The FX version of the Scandinavian series The Bridge, like the Showtime network's version of the Israeli TV series that inspired Homeland, is a major revamp as well as a crucial relocation. With Homeland, the focus became American politics and home-soil terrorism. With this new adaptation of The Bridge, the setting is changed to the U.S.-Mexico border. This allows executive producer Meredith Stiehm, a writer-producer from Homeland, to deal with everything that relocation provides — including the white-hot issues of immigration reform and border security.

The Bridge opens with a crime scene that couldn't be more symbolic, or more gruesome. An unknown killer has managed to place a body on a border bridge between Juarez, Mexico and El Paso, Texas, so precisely on the border that half of the body is in each country. That makes it, at first, a jurisdictional issue for the respective first responders — an El Paso police detective named Sonya Cross, and a Chihuahua state policeman named Marco Ruiz. Sonya is played by Diane Kruger, the German actress from Inglourious Basterds. Marco is played by Demian Bichir, who played Mary-Louise Parker's Mexican husband in Weeds, and was Oscar-nominated for his supporting role in A Better Life. In an early scene from the premiere, Sonya claims the on-the-border murder case, but within hours, she reaches out to Marco when a new development changes things. Oh, and Sonya, like Claire Danes' character in Homeland, is doing her job while struggling with a disorder.

The killer is making a point — the first of many — in a way to ensure that the issues he wants to address demand international attention. And very soon, his agenda involves many characters who, at first, seem to have little to do with one another. But, as one promotional tag line for this series says, "Everything is connected" — beginning with those two bisected bodies.

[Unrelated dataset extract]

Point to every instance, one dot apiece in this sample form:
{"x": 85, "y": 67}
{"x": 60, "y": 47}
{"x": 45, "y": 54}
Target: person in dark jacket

The supporting cast includes Ted Levine as Sonya's understanding boss — a role that's similar to, but less comic than, the one he played as Tony Shalhoub's boss on Monk, the comedy mystery series about a detective with a serious case of O.C.D. But The Bridge plays everything straight — except that Bichir, who's so charismatic and unpredictable as the Mexican cop, is just as likely to break into a wry smile as a sudden outburst, and Kruger's Sonya is flat-out unpredictable. The two of them, like the two mismatched investigators of The Killing, make this new murder mystery an intriguing character study.

The first three episodes of The Bridge were available for preview, and they suggest an increasingly complicated story line — and provide enough startlingly intense moments to keep you not only involved, but captivated.

This Bridge, I'm guessing, is heading somewhere good.